# OpenAgentKit
[](https://pypi.org/project/openagentkit/0.1.0a13/)
[](https://opensource.org/licenses/Apache-2.0)
A comprehensive open-source toolkit for building agentic applications. OpenAgentKit provides a unified interface to work with various LLM providers, tools, and agent frameworks.

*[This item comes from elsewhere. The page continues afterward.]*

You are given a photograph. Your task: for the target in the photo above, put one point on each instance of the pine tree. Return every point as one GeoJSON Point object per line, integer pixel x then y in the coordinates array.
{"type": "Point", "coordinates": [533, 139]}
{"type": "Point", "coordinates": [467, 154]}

**WARNING**: Everything here is still in development, expect many bugs and unsupported features, please feel free to contribute!
## Features
- **Lightweight Structure**: Keeping core features of AI agents while still create rooms for custom extension without cluttering.
- **Unified LLM Interface**: Consistent API across multiple LLM providers by leveraging OpenAI APIs (will be extended in the future!)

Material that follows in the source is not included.